Abstract The model of coastal waves based on the depth-averaging of the large eddy simulation equations (Kazakova and Richard, 2019) is extended to the case of regular and irregular wave trains. To take into account a stronger turbulence, the third moment of the horizontal velocity is modelled with a gradient-diffusion hypothesis. The effect of this new diffusive term is to smooth and regularize the solutions. An asymptotically equivalent model including the improvement of the dispersive properties is solved with a Discontinuous Galerkin numerical scheme.

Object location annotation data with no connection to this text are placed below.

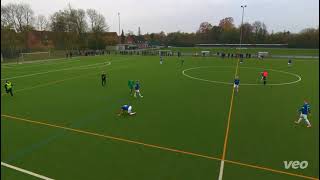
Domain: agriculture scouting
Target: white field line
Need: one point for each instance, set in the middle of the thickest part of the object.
(46, 72)
(25, 171)
(243, 84)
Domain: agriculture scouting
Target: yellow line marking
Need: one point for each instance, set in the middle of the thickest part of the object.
(110, 137)
(157, 147)
(271, 170)
(49, 83)
(227, 130)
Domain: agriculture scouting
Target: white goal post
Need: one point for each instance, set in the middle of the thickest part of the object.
(34, 56)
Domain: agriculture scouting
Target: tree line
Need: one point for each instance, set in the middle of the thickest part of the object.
(83, 29)
(227, 32)
(70, 28)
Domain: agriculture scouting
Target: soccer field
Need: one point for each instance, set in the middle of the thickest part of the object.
(190, 124)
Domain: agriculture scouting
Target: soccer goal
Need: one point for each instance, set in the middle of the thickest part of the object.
(34, 56)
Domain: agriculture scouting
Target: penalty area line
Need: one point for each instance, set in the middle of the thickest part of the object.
(25, 171)
(158, 147)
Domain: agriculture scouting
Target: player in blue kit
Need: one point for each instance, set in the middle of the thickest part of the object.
(236, 83)
(126, 109)
(304, 111)
(137, 90)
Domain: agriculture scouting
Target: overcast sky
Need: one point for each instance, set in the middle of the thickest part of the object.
(186, 15)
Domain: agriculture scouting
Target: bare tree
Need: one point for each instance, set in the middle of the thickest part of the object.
(18, 16)
(41, 23)
(97, 21)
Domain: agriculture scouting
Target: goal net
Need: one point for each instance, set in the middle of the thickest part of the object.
(34, 56)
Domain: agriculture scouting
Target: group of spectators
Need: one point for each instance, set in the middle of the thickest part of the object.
(234, 55)
(69, 54)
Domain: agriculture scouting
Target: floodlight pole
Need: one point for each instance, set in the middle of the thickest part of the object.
(119, 22)
(242, 6)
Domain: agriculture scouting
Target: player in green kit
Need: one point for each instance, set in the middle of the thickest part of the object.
(131, 85)
(8, 87)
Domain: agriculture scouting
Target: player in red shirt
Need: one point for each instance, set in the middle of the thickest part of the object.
(264, 76)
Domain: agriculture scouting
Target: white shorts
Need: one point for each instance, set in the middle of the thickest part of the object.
(303, 116)
(129, 109)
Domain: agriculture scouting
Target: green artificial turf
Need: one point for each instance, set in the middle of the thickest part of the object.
(176, 117)
(272, 51)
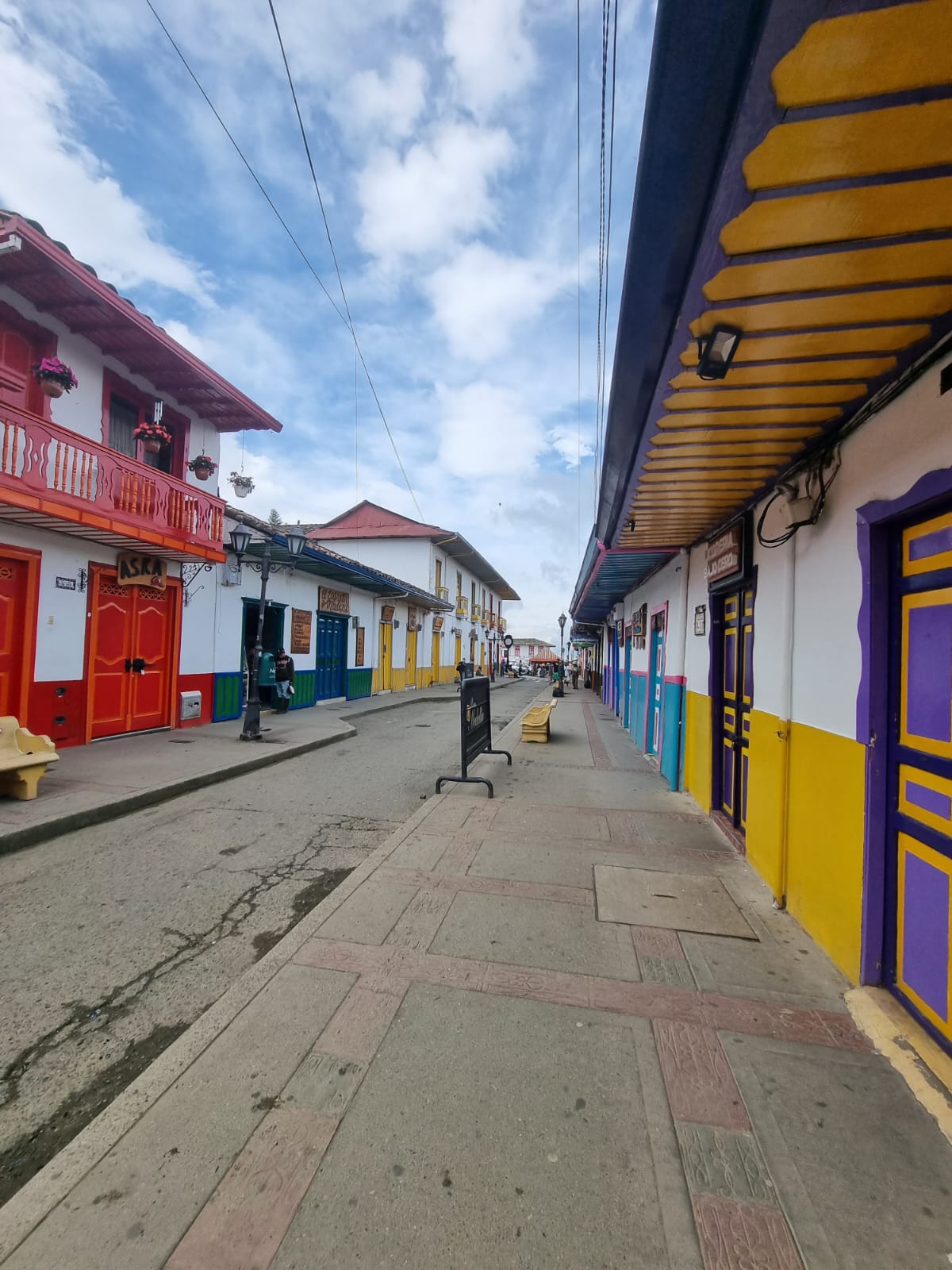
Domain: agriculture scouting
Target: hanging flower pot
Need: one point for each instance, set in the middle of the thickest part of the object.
(55, 378)
(203, 467)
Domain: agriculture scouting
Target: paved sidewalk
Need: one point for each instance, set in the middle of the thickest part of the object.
(456, 1060)
(108, 779)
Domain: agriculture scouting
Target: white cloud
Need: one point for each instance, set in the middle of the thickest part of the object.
(484, 425)
(441, 190)
(385, 105)
(492, 56)
(482, 296)
(51, 177)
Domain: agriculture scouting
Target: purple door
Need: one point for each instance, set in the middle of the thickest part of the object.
(919, 860)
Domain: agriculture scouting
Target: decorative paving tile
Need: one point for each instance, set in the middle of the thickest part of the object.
(422, 918)
(696, 1073)
(720, 1162)
(249, 1213)
(359, 1024)
(743, 1236)
(324, 1083)
(657, 941)
(670, 972)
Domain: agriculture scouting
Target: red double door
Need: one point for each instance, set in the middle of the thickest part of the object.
(132, 656)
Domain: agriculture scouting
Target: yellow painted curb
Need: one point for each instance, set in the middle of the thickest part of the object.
(909, 1048)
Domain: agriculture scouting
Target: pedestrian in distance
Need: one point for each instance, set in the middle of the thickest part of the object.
(283, 681)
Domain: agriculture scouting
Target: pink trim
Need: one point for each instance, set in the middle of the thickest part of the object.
(658, 609)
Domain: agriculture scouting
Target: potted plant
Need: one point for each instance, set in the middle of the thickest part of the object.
(203, 467)
(55, 378)
(152, 436)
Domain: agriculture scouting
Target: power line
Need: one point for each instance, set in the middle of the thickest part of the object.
(334, 257)
(344, 318)
(578, 228)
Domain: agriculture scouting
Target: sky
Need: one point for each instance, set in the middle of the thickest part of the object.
(443, 137)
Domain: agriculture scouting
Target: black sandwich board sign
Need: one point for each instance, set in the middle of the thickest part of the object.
(475, 732)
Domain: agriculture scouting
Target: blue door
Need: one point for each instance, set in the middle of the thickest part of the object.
(332, 657)
(655, 686)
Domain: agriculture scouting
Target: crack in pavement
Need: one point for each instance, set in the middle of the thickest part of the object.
(86, 1020)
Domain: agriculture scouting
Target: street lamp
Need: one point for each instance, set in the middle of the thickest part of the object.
(240, 541)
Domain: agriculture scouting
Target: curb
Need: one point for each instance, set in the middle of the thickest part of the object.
(46, 829)
(48, 1189)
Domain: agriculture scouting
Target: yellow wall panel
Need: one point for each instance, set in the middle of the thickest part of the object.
(825, 845)
(841, 216)
(857, 144)
(766, 798)
(842, 310)
(905, 46)
(697, 749)
(820, 343)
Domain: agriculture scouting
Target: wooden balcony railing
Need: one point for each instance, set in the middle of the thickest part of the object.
(67, 476)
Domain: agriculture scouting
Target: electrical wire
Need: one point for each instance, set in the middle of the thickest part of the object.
(344, 318)
(578, 235)
(334, 257)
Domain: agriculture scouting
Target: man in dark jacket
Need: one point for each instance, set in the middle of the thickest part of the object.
(283, 681)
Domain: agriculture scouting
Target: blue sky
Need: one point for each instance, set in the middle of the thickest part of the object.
(443, 137)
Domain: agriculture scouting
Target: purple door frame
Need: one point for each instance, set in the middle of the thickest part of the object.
(873, 526)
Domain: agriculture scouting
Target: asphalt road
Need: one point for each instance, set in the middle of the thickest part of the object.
(114, 939)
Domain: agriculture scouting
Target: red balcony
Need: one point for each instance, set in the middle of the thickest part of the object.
(63, 482)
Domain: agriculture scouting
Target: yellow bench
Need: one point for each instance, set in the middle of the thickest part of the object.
(23, 759)
(536, 723)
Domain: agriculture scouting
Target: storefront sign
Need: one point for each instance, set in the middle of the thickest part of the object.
(135, 569)
(334, 601)
(300, 630)
(725, 556)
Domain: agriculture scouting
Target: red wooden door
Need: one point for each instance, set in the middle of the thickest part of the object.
(131, 628)
(14, 629)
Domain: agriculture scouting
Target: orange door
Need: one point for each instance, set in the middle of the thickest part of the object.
(17, 629)
(131, 652)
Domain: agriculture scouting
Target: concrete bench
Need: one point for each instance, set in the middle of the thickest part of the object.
(536, 723)
(23, 759)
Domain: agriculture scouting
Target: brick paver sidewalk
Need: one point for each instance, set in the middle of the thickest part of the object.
(455, 1064)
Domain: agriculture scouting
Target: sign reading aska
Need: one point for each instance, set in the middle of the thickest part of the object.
(300, 632)
(725, 556)
(330, 601)
(135, 569)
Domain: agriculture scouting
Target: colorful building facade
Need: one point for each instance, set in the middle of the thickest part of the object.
(772, 560)
(443, 564)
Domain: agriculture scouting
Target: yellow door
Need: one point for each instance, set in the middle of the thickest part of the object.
(386, 676)
(412, 658)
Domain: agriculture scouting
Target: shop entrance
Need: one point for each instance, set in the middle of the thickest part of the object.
(736, 700)
(655, 686)
(332, 657)
(918, 937)
(386, 658)
(18, 629)
(132, 654)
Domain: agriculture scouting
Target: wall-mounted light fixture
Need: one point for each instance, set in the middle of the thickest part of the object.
(716, 352)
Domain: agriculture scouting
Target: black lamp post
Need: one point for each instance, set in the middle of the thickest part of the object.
(240, 540)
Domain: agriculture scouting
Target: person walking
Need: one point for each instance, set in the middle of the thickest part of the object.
(283, 681)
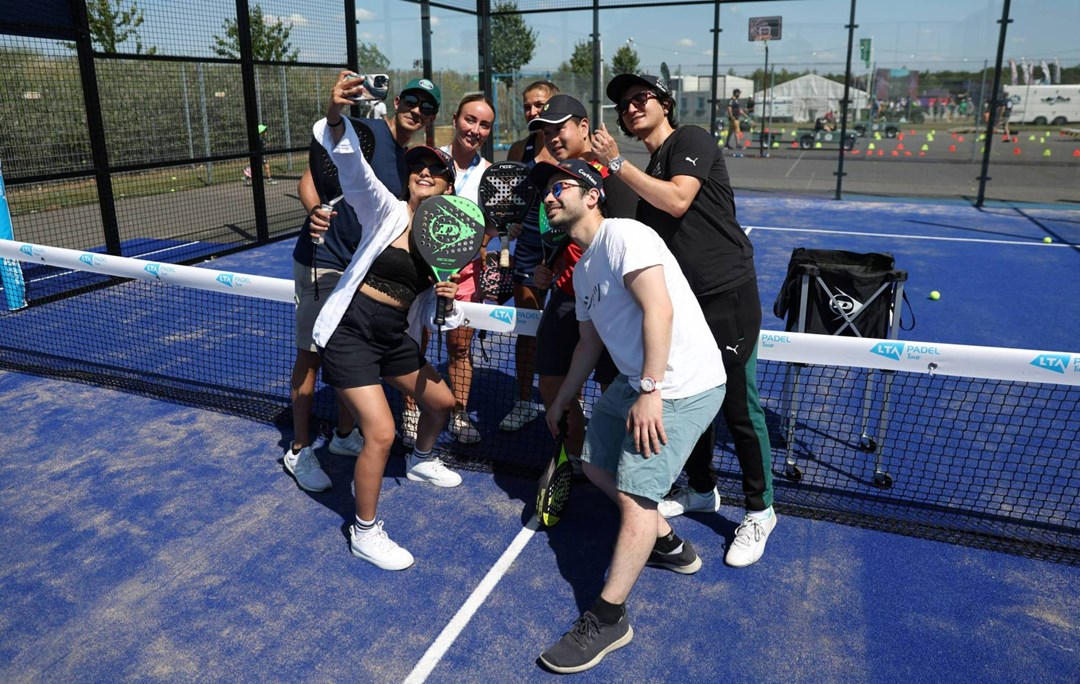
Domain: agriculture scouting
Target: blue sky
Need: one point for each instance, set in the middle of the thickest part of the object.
(913, 34)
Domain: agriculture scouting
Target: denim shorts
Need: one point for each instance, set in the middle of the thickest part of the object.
(609, 446)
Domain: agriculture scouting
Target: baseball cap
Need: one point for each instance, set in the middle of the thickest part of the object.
(423, 85)
(580, 170)
(619, 84)
(423, 150)
(557, 109)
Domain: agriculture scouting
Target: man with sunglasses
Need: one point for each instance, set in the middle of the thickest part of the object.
(687, 199)
(315, 271)
(632, 298)
(564, 124)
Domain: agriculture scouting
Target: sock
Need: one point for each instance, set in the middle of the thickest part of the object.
(607, 613)
(364, 525)
(667, 544)
(421, 455)
(760, 515)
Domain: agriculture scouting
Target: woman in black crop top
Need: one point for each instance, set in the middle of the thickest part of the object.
(363, 330)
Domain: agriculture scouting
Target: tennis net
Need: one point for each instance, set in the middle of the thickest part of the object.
(967, 444)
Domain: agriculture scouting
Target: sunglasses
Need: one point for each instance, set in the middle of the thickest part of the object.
(427, 108)
(434, 168)
(557, 188)
(638, 101)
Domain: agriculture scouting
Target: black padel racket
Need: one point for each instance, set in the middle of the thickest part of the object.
(447, 231)
(554, 486)
(505, 195)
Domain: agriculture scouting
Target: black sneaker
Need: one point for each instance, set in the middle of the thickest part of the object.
(684, 560)
(585, 644)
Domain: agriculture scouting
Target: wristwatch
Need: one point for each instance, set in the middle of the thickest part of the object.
(648, 385)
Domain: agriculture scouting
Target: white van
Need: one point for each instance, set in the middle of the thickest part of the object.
(1042, 105)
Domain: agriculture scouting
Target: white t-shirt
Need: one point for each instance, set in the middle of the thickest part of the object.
(621, 246)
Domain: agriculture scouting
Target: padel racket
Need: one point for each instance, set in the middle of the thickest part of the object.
(554, 486)
(505, 195)
(447, 231)
(552, 240)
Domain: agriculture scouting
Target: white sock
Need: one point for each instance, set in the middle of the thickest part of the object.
(760, 515)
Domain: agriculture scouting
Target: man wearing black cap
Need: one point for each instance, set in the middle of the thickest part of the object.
(687, 199)
(632, 297)
(566, 135)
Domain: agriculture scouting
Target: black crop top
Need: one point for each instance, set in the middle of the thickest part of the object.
(400, 275)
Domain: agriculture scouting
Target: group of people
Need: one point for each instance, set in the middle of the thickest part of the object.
(656, 296)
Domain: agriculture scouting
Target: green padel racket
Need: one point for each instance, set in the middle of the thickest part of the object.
(554, 486)
(447, 231)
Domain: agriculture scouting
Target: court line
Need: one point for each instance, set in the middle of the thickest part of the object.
(906, 237)
(458, 622)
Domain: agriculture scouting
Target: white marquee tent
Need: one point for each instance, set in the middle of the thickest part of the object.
(812, 95)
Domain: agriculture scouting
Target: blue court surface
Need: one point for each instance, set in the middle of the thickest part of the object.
(145, 540)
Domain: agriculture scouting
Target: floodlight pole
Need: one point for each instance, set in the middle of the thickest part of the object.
(844, 104)
(991, 108)
(716, 67)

The model has a low sensitivity to the space discretization parameters. Several classical test cases of wave trains are used to validate the model. In the shoaling zone, the model is similar to the Serre–Green–Naghdi equations but the inclusion of a variable called enstrophy to take into account the large-scale turbulence and the non-uniformity of the mean velocity improves the predictive ability in the inner surf zone. In particular, the turbulent energy of the model is dissipated within one wave cycle and is transported shoreward in the case of waves with a long period whereas, in the case of short periods, it is mostly transported seaward because its dissipation is far from being complete within one period. The case of an irregular wave train propagating over a submerged bar is simulated without any breaking criterion. This benchmark test case validates further the model’s ability in predicting the nonlinear effects due to shoaling, breaking, propagation in a shallow horizontal part and in a deeper region.

中文翻译:

海岸波列和波浪破碎建模

摘要 基于大涡模拟方程(Kazakova and Richard,2019)深度平均的海岸波模型被扩展到规则和不规则波列的情况。考虑到更强的湍流,水平速度的三次矩用梯度扩散假设建模。这个新的扩散项的作用是平滑和正则化解决方案。使用不连续伽辽金数值方案求解包括色散特性改进的渐近等效模型。该模型对空间离散化参数的敏感性较低。几个经典的波列测试用例用于验证模型。在浅滩区,该模型类似于 Serre-Green-Naghdi 方程,但包含一个称为 enstrophy 的变量以考虑大尺度湍流和平均速度的不均匀性,提高了内海浪区的预测能力。特别是模型的湍流能量在一个波浪周期内耗散,在波浪周期长的情况下向岸边输送,而在短周期的情况下,由于其耗散远未完全,多向海输送。一个时期内。在没有任何破坏准则的情况下,模拟了不规则波列在水下杆上传播的情况。该基准测试案例进一步验证了模型预测由于浅水水平部分和更深区域中的浅滩、破碎、传播引起的非线性效应的能力。